Bruce Edward McCray (born October 27, 1963) is an American former professional football player who was a cornerback for one season with the Chicago Bears of the National Football League (NFL). He played college football at Independence Community College and Western Illinois University. He also played for the Chicago Bruisers of the Arena Football League (AFL).

==Early life and college==
Bruce Edward McCray was born on October 27, 1963. He attended Wichita East High School in Wichita, Kansas.

He first played college football for the Independence Pirates of Independence Community College from 1983 to 1984. He was then a two-year letterman for the Western Illinois Leathernecks of Western Illinois University from 1985 to 1986.

==Professional career==
After going undrafted in the 1987 NFL draft, McCray signed with the Dallas Cowboys on April 30. He was waived on July 28, 1987.

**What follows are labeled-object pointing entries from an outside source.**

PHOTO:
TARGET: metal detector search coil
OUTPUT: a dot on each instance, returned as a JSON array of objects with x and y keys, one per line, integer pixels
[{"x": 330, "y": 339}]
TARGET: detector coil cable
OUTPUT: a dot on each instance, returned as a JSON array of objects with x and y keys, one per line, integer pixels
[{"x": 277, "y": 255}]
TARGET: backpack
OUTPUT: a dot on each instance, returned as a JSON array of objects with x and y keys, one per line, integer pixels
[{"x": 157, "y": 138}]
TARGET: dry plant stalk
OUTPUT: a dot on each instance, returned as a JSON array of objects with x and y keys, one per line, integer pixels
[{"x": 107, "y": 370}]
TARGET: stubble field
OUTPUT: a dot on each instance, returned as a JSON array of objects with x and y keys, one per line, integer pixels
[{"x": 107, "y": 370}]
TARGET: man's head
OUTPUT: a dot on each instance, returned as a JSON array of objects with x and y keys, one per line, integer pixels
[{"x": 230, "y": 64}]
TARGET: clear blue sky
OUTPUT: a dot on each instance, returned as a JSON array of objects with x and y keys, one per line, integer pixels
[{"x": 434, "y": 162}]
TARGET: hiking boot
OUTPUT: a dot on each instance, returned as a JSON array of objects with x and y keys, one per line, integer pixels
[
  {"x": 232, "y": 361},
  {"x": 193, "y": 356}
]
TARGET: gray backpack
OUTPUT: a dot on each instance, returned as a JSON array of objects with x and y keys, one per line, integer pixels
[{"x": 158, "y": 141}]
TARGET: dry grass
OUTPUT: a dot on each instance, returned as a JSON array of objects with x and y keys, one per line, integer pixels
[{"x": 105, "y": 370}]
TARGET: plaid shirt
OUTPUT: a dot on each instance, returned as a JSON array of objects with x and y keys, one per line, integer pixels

McCray was claimed off waivers by the Chicago Bears on July 28, 1987. He was waived on September 1. He was later re-signed by the Bears on September 23, during the 1987 NFL players strike. McCray started all three strike games for the Bears at left cornerback and returned an interception 23 yards for a touchdown. He was waived on October 22, 1987, after the strike ended.

McCray played in one game for the Chicago Bruisers of the Arena Football League (AFL) in 1988, recording two solo tackles and one pass breakup. He was listed as a wide receiver/defensive back during his time in the AFL as the league played under ironman rules.